Cac 40: The Paris Bourse again panicked over the emergence of a new variant

(BFM Bourse) – While the number of patients is already increasing rapidly under the effect of the Delta variant, the detection in South Africa of a new variant of the coronavirus with still poorly understood characteristics, but potentially more contagious, leads to a very negative reaction from financial markets.

The discovery in South Africa of a new variant of Covid-19, for the moment designated B.1.1.529 (if it is classified as “variant to follow” or a fortiori “worrying variant” by the WHO a Greek letter will then be attributed to him) plunged the financial markets again on Friday, according to a scenario strongly reminiscent of certain episodes of last winter. In particular the sessions of October 28, where the CAC 40 had lost up to 4.4%, and of December 21, 2020 (up to -4% that day because of the so-called “English” variant, the first to receive a Greek letter then: Alpha).

If the WHO has since had to follow several variants with particular attention, including the Delta (initially detected in India) or more recently Mu, initially detected in Colombia, this did not ultimately prevent the markets from recording very good results. performance since the start of the year thanks to the recovery in the economy and corporate profits.

But the risk of yet another potentially worrisome variant escaping once again throws the markets into a state of panic. The problem is that scientists still know very little about this recently detected B.1.1.529. “It will take us several weeks to fully understand the impact of this variant” explained Dr Marian Van Kerkhove, epidemiologist in charge of COVID-19 at the World Health Organization. “What we do know is that this variant has a high number of mutations and our concern is that this changes the way the virus behaves,” she added, suggesting a risk of escape from existing vaccines.

In reaction, the CAC 40 lost up to -4.8% in the first minutes of trading, a drop unprecedented since the crash of spring 2020. At mid-session, however, the decline was “limited” to 3.15 %, at 6,852.97 points at 12:20 p.m.

“The only thing that can really derail the global recovery has always been a new variant of Covid-19 sweeping the world and leading to the reimposition of massive health restrictions,” recalls Jeffrey Halley, analyst for Oanda. “There are fears that if existing vaccines do not work, people will have to re-confine themselves,” said Nobuhiko Kuramochi of Mizuho Securities, quoted by Bloomberg agency.

In the eyes of Patrice Gautry, Chief Economist at Union Bancaire Privée, guest of BFM Patrimoine on Friday morning on BFM Business, the markets are undergoing epidermal reactions, but potentially exaggerated.

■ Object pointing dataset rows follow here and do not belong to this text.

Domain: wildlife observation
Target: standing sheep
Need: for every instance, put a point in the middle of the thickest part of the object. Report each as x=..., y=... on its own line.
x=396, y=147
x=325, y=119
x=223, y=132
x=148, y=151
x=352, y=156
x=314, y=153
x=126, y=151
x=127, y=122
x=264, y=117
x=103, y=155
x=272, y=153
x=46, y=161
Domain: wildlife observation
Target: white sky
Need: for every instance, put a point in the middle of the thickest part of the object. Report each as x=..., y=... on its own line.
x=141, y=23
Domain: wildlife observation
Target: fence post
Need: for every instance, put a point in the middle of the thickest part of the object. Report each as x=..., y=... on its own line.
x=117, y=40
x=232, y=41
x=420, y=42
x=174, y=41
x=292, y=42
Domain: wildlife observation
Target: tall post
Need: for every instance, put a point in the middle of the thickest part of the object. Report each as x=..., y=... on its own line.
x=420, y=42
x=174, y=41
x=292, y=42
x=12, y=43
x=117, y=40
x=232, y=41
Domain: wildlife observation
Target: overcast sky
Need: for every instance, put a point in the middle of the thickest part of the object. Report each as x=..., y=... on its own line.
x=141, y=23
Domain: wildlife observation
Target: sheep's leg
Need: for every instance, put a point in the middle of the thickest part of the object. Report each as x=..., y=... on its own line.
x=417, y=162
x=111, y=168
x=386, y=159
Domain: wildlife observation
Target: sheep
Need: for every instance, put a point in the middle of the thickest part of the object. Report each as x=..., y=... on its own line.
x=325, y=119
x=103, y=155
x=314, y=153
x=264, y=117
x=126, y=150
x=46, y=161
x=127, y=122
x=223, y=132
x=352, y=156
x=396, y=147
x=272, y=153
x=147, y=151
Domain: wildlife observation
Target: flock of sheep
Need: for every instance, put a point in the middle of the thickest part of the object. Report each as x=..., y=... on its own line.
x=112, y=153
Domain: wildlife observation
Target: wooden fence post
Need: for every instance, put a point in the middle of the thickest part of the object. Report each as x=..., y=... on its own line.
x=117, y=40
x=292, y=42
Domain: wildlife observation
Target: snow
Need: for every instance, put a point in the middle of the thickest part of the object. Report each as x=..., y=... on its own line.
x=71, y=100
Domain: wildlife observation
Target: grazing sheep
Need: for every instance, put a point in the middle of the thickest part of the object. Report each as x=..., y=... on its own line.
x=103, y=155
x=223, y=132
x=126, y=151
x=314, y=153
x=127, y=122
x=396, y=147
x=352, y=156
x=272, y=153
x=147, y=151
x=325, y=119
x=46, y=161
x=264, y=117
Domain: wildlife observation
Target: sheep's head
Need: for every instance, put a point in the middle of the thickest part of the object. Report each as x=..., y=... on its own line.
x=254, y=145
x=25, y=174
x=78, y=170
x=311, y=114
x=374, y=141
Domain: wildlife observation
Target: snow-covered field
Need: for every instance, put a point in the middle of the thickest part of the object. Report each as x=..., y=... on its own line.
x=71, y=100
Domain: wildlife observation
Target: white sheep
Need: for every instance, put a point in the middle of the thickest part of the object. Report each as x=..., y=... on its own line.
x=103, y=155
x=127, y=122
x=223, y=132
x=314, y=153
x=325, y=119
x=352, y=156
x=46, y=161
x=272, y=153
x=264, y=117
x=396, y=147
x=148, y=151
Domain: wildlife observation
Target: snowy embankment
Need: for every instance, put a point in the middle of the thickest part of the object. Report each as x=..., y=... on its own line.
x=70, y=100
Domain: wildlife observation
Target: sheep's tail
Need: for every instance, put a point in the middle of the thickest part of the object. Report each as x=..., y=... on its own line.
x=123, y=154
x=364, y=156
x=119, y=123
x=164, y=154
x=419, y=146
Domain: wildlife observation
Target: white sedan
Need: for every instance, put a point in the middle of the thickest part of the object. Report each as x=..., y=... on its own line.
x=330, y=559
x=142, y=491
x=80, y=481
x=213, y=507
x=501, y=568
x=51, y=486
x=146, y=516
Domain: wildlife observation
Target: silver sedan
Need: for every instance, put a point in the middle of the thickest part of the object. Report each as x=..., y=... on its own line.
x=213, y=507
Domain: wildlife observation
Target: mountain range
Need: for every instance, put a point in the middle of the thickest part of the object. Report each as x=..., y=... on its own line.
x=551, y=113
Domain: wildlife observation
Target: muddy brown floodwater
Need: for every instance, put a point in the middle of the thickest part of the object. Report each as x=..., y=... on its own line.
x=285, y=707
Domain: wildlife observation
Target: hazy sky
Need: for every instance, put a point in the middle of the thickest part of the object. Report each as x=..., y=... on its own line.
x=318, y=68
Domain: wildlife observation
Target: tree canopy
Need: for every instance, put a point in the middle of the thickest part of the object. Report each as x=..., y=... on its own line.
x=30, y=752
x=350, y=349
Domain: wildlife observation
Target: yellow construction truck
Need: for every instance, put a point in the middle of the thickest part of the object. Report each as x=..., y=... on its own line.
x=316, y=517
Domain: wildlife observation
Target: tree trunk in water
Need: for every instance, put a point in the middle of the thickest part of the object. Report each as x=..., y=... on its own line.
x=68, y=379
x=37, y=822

On the one hand, it is not yet established that this new variant is resistant to vaccines, which manufacturers will also be able to develop like those against seasonal flu. Europe is also seeking to protect itself, which is rather good news, observes the specialist.

Moreover, while worries have been more lately about much stronger monetary tightening, central banks are sure to postpone their monetary adjustments if necessary and governments will continue to support activity.

As in the episodes mentioned above, investors massively turn away from stocks whose income depends on the degree of openness of economies, and take refuge in the few companies whose activity is mechanically increased such as the producers of tests, but also those who would benefit from a tendency for consumers to take refuge at home, such as video games.

Among the main victims of the day is the catering specialist Elior (-10.5%) while employers are urged to promote teleworking, when Sodexo loses 6.8%. The increase in the suspension of routes to southern Africa is weighing on the aviation sector (-9.3% for Airbus, -9.1% for Safran, -8.6% for Air France-KLM).

Automotive (-4.8% for Faurecia or Renault, -4.1% for Stellantis) was not spared either, nor was finance (-5.6% for Société Générale, -4.6% for BNP).

Oil and gas companies are also penalized (-5.1% for TotalEnergies) by the sharp drop in crude prices, including -5.75% to 76.28 dollars in the case of oil from the North Sea, Brent .

Only a minority of stocks manage to keep their heads above water, including the French giant of Eurofins analyzes, which takes off by nearly 6%, or outside the flagship Sartorius Stedim Biotech index (+ 6.5%), bioMérieux (+ 5.4%) and Novacyt (+ 21%). Vaccine maker Valneva, which could soon see its inactivated whole virus vaccine licensed due to positive Phase 3 results, climbs 8.4% while detergents and disinfectants producer Orapi gains by 7.7%.